Innovation Talk: Market is ripe but growth in hi-tech garden yet to Bloom
I long for the day when a robotic weeder would gently untangle bindweed from my raspberry canes, remove creeping buttercup and scutch grass from my flower beds
Bord Bia’s Bloom festival in the Phoenix Park finishes today. Earlier, as I wandered around enjoying the 30 show gardens and related areas, I wondered whether a show garden will ever be sponsored by one of our numerous high-tech companies.
What would an imaginatively designed high-tech show garden look like? Perhaps a seamless transition between real and virtual arrangements, with the viewer never quite sure what flower displays are material and what are electronic images.

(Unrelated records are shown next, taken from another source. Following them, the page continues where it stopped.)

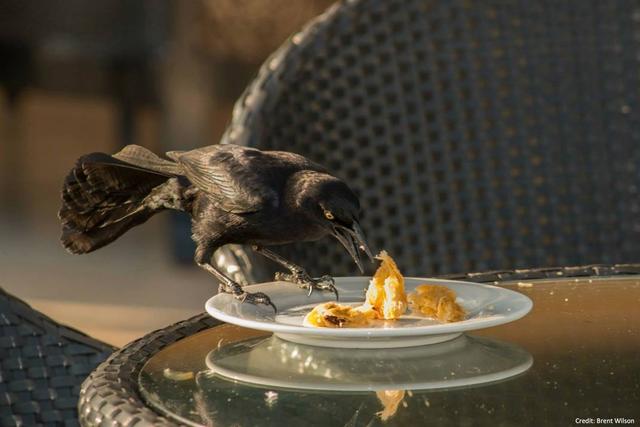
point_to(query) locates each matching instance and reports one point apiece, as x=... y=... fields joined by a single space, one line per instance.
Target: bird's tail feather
x=103 y=197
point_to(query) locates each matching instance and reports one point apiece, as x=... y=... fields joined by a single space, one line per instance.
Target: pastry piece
x=436 y=301
x=385 y=294
x=334 y=315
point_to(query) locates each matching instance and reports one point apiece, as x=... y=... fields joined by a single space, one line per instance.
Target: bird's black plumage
x=234 y=194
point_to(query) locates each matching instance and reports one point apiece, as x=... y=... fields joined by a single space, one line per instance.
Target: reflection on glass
x=390 y=400
x=273 y=362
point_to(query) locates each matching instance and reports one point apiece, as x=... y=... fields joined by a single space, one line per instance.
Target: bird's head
x=332 y=205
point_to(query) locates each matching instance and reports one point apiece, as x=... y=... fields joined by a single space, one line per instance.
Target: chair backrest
x=42 y=366
x=479 y=135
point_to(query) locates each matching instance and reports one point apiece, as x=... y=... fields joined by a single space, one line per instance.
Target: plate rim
x=368 y=333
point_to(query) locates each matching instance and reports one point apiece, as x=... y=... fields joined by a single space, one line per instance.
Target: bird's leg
x=298 y=275
x=203 y=259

As Bloom demonstrates, the domestic gardening sector is big business. A quick search of the internet did not yield me details of the size of the Irish market, but I did find figures suggesting that 80 per cent of US households participate in gardening activities (including indoor), and that each on average spends several hundred dollars per year. Yet, by and large, gardening remains a low technology sector and, as my back frequently reminds me, a largely manual occupation.
Lawn mowing has gone robotic however. A number of vendors offer autonomous mowing pods, a few on display at Bloom. These wander around your lawn leaving mulched grass trailing behind them, before heading back to their docking station at any hint of rain or when low on battery power. Some even offer integration with your smart phone, allowing you to monitor their progress and remotely change their settings. I confess I do not actually own one, although my elder daughter and her partner take delight in double-jobbing theirs to deliver plates of party food and drinks.

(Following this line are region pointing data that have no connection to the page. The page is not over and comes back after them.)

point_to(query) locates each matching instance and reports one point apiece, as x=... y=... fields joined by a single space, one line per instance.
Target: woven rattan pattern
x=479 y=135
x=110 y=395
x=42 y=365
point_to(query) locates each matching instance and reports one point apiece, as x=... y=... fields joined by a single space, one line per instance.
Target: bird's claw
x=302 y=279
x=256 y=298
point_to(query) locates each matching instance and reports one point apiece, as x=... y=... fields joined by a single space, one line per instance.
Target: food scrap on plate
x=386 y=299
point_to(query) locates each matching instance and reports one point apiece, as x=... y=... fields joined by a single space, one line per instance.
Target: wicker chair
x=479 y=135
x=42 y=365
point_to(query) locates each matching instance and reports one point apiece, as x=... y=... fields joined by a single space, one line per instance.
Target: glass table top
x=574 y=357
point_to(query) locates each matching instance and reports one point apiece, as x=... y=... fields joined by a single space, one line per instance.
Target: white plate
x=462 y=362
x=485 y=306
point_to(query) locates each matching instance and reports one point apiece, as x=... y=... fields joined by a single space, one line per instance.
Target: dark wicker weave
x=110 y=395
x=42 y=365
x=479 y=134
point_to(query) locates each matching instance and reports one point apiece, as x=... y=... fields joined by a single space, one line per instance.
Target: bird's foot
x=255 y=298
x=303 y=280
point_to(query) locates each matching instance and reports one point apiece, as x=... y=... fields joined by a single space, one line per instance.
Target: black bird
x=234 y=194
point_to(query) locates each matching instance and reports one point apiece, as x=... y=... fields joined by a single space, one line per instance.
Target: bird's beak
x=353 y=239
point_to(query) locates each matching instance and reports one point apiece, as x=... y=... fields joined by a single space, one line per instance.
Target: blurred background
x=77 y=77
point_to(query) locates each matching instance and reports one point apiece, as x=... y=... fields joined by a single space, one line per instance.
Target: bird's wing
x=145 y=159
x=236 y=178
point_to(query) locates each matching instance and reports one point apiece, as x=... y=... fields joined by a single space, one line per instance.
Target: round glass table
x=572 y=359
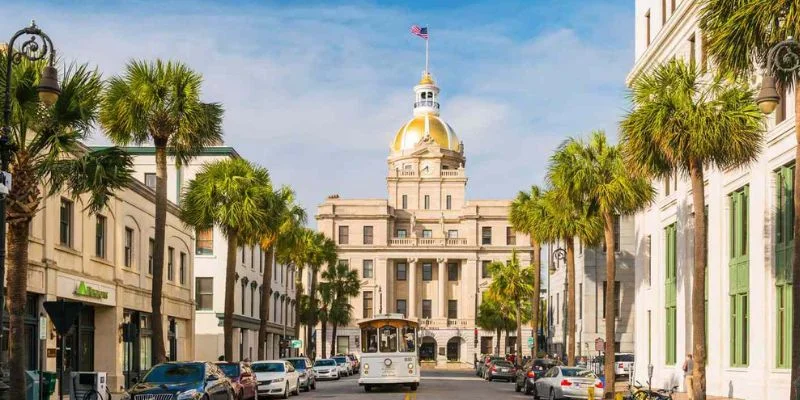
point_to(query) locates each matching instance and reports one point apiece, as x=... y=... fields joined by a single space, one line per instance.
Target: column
x=412 y=288
x=442 y=288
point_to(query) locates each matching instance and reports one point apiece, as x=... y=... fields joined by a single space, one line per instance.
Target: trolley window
x=369 y=340
x=388 y=339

There is a robot kindred to its mower friends which can wander around your garden tethered to an attached hosepipe, periodically squirting water on your plants. I suspect a well laid out sprinkler network would be more practical.
With the advent of water charges, I am sure the Irish market will be well served by high-tech sprinkler systems doubtless controllable from your smart phone. There is even a digital attachment available for your hose nozzle, which monitors and alerts you to the volume of water y ou have sprayed.
Self-watering flower pots, for indoor plants, are offered by a few vendors. Each has a small reservoir which you fill, and then the pot controller dribbles out water as necessary. Some high-tech flower pots rotate the pot to ensure a uniform distribution of sunlight on the plant.
One or two come combined with their own telescopic LED lamp, which occasionally raises itself cobra-like to flood your plant with artificial light. There are even autonomous flower pots which meander across your floor to follow sunbeams, much like your cat.
Rotating and moving flower pots are probably not as creepy as robotic scarecrows. There are now robotic quadrocopters which are programmed to buzz the birds before settling gently back again onto their home recharging pad.
Then there are the remote sensors. These can measure soil acidity, water content, air humidity and temperature. One or two are wifi equipped and so will send push notifications to your smart phone when their ward needs your doting attention.
The better sensors are even pre-programmed with the optimal conditions for a large number of plant species. Once you tell the sensor what kind of plant you want it to monitor, it will advise on any deviation from the optimal environmental conditions for your flower. You can also ask the device, after it has had a chance to sense its surroundings, what species might be best suited for that location.
Naturally there are many smart phone apps available for keen gardeners. These too can advise on what plants are best suited to specific locations. There are guidebook apps, helping you to schedule garden activities and maintenance. There are social garden networks too, which enable you to share experiences and seek peer advice.
From my browsing and musings, high-tech domestic gardening appears to still be in an early adopter phase. Sure enough, there are many build-it-yourself kits. For example, the Raspberry Pi computer card, which is being used to promote computer science in UK schools, has a few projects dedicating to building your own garden environmental sensors.
The growing global interest in 3D printers made me wonder whether there are yet any publicly available designs to print off and build your own garden gadgets. The only ones I could find allow you to print and assemble your own bird houses and boxes, but so far little else.
The high-tech world has much to do to make an impact in the real world of domestic gardening. It seems a large market, ripe for intelligent disruption.
I long for the day when a robotic weeder would gently untangle bindweed from my raspberry canes, remove creeping buttercup and scutch grass from my flower beds, and put any giant hogweed that dares to show itself instantly out of its miserable existence. My back would undoubtedly celebrate too.